As camera counts rise and system complexity increases, it’s imperative for enterprise security leaders to make smart choices when it comes to a video management system. If you’re pondering where to start on your purchasing decision, Security spoke with someone who literally wrote the book on VMS systems – Brian Carle, Director of Product Strategy at Salient Systems and author of Understanding Video Management Systems: Video Security Recording Technology and Design Essentials.

“Your decision-making depends greatly on the needs of the organization,” Carle says. “From a very high level, what VMS end users should consider starts with budget and deployment size, and from there, narrowing down what are the necessary feature sets and what platforms will deliver. A retailer’s set of considerations will differ from a casino’s or a prison’s.”

For example, he says, while most organizations will want to understand how the VMS will operate with existing and planned camera systems, and how it will manage bandwidth, a retailer in particular might want to ensure the system can handle centralized monitoring of multiple locations; what management features it can provide, such as centralized health monitoring and alerts, centralized software updates, management of connected cameras; and investigation tools and integrations, such as those that would tie in with point-of-sale (POS) data to detect return fraud (if a return is rung up when the surveillance system does not detect a customer at the register, for example).

On the other hand, a casino may be less concerned with a video management system’s ability to manage multiple sites and more concerned with its ability to handle a high density of cameras in one facility, and its options when it comes to system failover to reduce gaps in coverage and meet compliance requirements. A prison would want options to integrate with access management, so extra alerts could be triggered when key doors or cell blocks are opened.

“In any type of organization, and any scale of deployment, the ideal use of the technology will dictate which feature sets are critical to the organization,” Carle says.

To narrow down which features are “must haves,” Carle recommends sitting down and discussing needs with other enterprise stakeholders – any leaders in the organization with overlap with security, such as operations, facilities, legal and, especially, IT teams. The IT team’s input can be vital when it comes to determining the VMS’s effect on bandwidth and the network.

Apart from features and the scale of the system, budget is another huge facet of the VMS decision. Some basic costs associated with a VMS are the software licenses, software update agreements (a recurring cost), and the cost of hardware. Outside of that core, costs can vary depending on which feature sets are desired, and whether the system is on-premises or off-site in the cloud.

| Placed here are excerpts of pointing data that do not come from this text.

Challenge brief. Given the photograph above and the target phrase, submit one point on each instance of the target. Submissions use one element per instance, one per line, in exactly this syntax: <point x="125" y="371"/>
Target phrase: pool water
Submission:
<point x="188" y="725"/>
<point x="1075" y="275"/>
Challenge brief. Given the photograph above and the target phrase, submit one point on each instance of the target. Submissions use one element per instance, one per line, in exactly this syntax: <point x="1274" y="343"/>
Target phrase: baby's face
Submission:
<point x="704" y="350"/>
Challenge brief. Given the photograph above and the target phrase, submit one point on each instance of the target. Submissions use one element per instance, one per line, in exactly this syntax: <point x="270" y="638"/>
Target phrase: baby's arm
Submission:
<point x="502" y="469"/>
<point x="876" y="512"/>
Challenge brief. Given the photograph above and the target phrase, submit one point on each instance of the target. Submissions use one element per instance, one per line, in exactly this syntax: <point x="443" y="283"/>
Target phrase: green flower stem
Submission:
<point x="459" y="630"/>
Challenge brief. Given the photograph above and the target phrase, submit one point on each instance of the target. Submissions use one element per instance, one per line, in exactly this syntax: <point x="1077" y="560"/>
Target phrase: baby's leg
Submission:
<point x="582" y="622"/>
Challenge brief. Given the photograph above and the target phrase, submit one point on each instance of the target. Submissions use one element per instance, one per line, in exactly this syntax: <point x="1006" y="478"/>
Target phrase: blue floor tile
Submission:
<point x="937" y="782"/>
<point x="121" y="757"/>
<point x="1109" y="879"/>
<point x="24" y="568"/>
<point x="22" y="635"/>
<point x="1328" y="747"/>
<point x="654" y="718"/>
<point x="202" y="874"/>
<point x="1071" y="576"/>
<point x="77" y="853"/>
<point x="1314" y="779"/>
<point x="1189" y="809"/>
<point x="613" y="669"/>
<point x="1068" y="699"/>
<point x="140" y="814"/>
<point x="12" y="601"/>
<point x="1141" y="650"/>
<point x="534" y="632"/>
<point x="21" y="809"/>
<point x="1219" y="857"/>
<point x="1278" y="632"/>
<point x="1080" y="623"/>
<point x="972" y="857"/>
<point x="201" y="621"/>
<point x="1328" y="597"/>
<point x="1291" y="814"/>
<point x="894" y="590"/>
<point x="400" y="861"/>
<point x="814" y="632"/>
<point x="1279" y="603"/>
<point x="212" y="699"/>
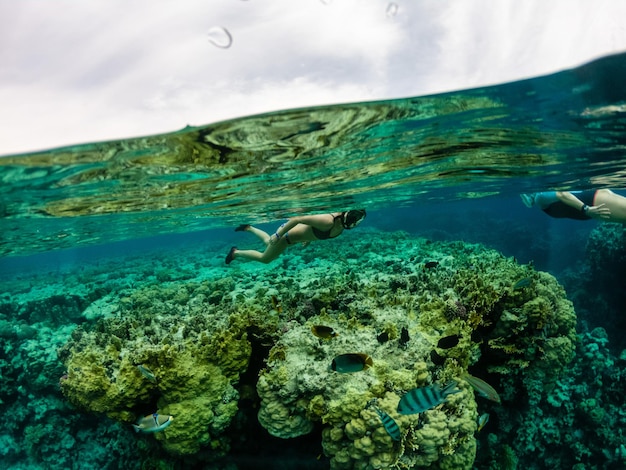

Some recurring costs for on-premises systems include:

  • Software support agreements
  • Technical support
  • Maintaining deployment & equipment costs
  • Firmware updates (maintenance)
  • General cost of maintaining IT equipment

For cloud-based solutions, enterprises face a lower upfront cost, but higher recurring costs throughout the life of the system, Carle says. In this model, end users are paying for storage, bandwidth, software fees, and potentially leasing camera equipment.

Another factor that can impact cost is the type of surveillance technology in use. “Most VMS have broad support for most manufacturers, but some have deeper support for cameras’ features,” Carle says. For example, if a camera boasts video analytics on the camera itself, that could save on VMS costs, but only if the VMS is compatible with those cameras’ analytics. Understanding exactly what results are wanted from every part of a video surveillance system early on can help when narrowing down and testing potential management solutions.

The IP and analog decision factors in here as well. For enterprises using a hybrid system of both analog and IP cameras, there are options on the management side; a hybrid VMS enables both types of cameras to interface directly with the VMS, and an IP-only VMS can still use analog cameras provided they’re connected to an encoder. Carle warns that enterprises using encoders during an upgrade progress should remember that license costs may increase as they shift from analog to IP – while an encoder may enable four analog cameras to use just one VMS license, when they’re upgraded to IP, four licenses will be needed.